I talked about my mountain hiking experience -- it took a lot to push myself through that situation. But looking back, I never once was negative about the hike. I look back and am happy with how I handled the situation because I was relying on God to strengthen me to help me to reach the top. And how thankful I am for how that situation turned out because it turned out far better than I could have imagined.
At Frontier, I was assigned to the decks crew. This meant we were responsible for staining every deck at camp. It was definitely not an easy task. There were 40+ decks at camp, many of them very large, too. While it was often easy to get down about the work we had to do, to feel exhausted after walking 10-15 miles per day (which is crazy!!!!) I tried my best to not let the daunting task get to me and instead focus on why I was doing the work. I signed up to serve God this week, and He calls us to do His work without complaining (see Philippians 2:14).
Now I definitely complained, and got frustrated.
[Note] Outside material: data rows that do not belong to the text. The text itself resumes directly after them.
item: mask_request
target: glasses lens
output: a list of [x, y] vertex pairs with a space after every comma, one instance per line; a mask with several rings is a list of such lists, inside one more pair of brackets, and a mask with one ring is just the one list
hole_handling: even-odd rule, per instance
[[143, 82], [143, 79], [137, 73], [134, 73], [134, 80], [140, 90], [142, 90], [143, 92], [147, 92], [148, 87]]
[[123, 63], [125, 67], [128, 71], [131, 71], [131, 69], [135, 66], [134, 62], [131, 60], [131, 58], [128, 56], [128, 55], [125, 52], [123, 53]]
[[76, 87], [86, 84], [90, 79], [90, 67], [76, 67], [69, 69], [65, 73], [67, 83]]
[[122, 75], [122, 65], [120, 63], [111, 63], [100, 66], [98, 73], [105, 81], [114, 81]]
But I know now the importance of taking a break, sitting alone, and spending time with God. Each time I asked God to get me through the situation and focused on Him for strength and perseverance, I made it through.
This week also taught me how small I am, but apart from that, God loves me so much and I matter so much. Being surrounded my mountains and the beauty of the world that God created made me feel so small. I loved it though, because even though there were so many beautiful things around me, I was reminded that God sees me as wondrous as the mountains around me. He loves me, knows me, and sees me as beautiful as the mountains He carved with His own hands. How cool is that?!
This week also taught me that I am so in love with the mission of Young Life. We spent a lot of time praying over the summer staff, work crew, and campers that would grace the camp this summer. I loved thinking that some kid would walk along the deck that I stained and I loved thinking of all the work that people were doing all over camp with kids in mind.
My life was forever changed from my time at camp and I prayed that the same would happen for even just one kid. I prayed that a kid would give his or her life to Christ here at Frontier. Young Life is doing amazing things through the camp experience, and I am so thankful to be a part of this wonderful ministry.
While the week taught me so many more things, the last thing I will share is that the week showed me the splendor of grace. I am in no way deserving of the love that Christ pours out for me. I make endless mistakes, fall short of deserving, and turn away from God. Yet each time I come running back to Him, His arms are wide open for me. I can't even put into words how humbling God's grace and love is and just how miraculous it is.
I'm so thankful that I had the opportunity to serve this past week and to spend a week in God's beautiful creation. My eyes are forever opened wide when I spend time serving and experiencing Young Life's mission.